The USDA labeling division has the tough task of making sure labels on packaged meat and poultry are "accurate and not misleading." As you will read at this link, Dr. Richard Raymond, a former USDA undersecretary for food safety, has questions and concerns about the process.
Shakespeare knew that the “pen is mightier than the sword” (Bulwer-Lytton), and he understood that words could cause conflict and confusion. Many of his plays hinge on predictions, inflammatory statements, mistaken meanings, and other word misadventures. In agricultural circles, word wars surface in many ways, and the labeling issue is a prime example.
The pink slime episode also confirmed that in several ways, as this rewrite of an earlier blog examines.
Would Finely Textured Beef by Any Other Name Taste the Same?
"What's in a name? That which we call a rose by any other name would smell as sweet." Shakespeare
When several large supermarket chains banned any beef containing lean finely textured meat trimmings, the pink slime issue became even more “textured.”
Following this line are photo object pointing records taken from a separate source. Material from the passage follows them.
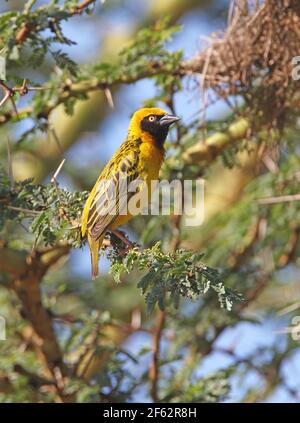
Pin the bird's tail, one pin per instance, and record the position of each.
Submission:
(95, 245)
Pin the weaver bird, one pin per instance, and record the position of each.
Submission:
(138, 160)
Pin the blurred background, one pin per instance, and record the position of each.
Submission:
(255, 350)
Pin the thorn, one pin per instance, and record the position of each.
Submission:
(10, 169)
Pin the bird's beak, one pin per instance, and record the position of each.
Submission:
(167, 120)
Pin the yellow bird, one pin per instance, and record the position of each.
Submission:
(137, 160)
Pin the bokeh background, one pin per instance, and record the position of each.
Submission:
(87, 140)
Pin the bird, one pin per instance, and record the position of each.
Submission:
(138, 160)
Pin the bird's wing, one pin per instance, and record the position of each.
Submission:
(111, 195)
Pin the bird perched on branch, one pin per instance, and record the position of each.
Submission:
(136, 162)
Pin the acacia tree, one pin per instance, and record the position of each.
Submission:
(65, 338)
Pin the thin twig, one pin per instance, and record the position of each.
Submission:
(10, 169)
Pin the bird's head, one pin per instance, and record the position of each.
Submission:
(151, 125)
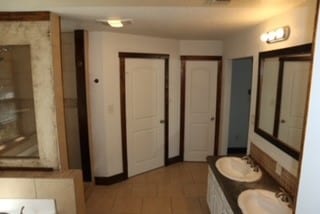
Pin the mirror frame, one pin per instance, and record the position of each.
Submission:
(301, 49)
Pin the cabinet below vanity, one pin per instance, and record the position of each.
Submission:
(216, 199)
(222, 192)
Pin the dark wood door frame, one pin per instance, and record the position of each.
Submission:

One side, led by Jamie Oliver and ABC Nightly News investigations, indicated that the meat by-product is possibly dangerous, probably treated by a suspect ammonia process, and definitely in need of being labeled whenever it is sold. They say a subtle meat industry practice has forced pseudo beef onto the consumer.
The other side, backed by numerous companies and scientists, claimed the product is safe and approved. They say a slur campaign results in wasted products, higher costs, and the abandonment of a perfectly useful food. Some companies are beginning to process finely textured beef again.
Maybe one thing all sides would agree on is that the “pink slime” term was a master stroke in connotative maneuvering. The pejorative phrase had been around for months, but it caught fire in the media bonfire and led to many consumers calling for slime-free (non-textured) meat.
The meat industry was caught off guard. If they could have come up with a Madison Avenue term for the product early on, the outcry may have been muted. A tough task though, considering the long name they had to work with: Lean Finely Textured Beef. The acronym sounds more like a school club: LFTB. Adding the word “trimmings” allows for an alliteration like “textured trimmings,” or using truncated words could make something like Fine Tex Beef, but that sounds like a Lone Star State production.
Maybe the industry should have changed the term completely like other food products have done. Not many would order Slimehead from the fish menu, but its replacement name, Orange Roughy, has worked out fine. Fatty Goose Liver is not in demand, but some French food lovers go for the controversial foie gras. And no need to elaborate about the term Rocky Mountain Oysters.
So, a new name. How about something like “pink protein” or “the other pink meat”? If the color is the problem, then they could try “lean trim protein.” That has a healthy sound to it, although it might be too wordy for the Twitter world.
Names aside, the important factors for agricultural products are health, nutrition, and economics. In the New Digital World, communication about these factors is key. Food producers and consumers need to communicate, and the media can be the means or it can be the message--clear or distorted. When it comes to our food supply, honest, thoughtful messages on all sides would be the best items on the menu. As Shakespeare wrote, “This above all; to thine own self be true.”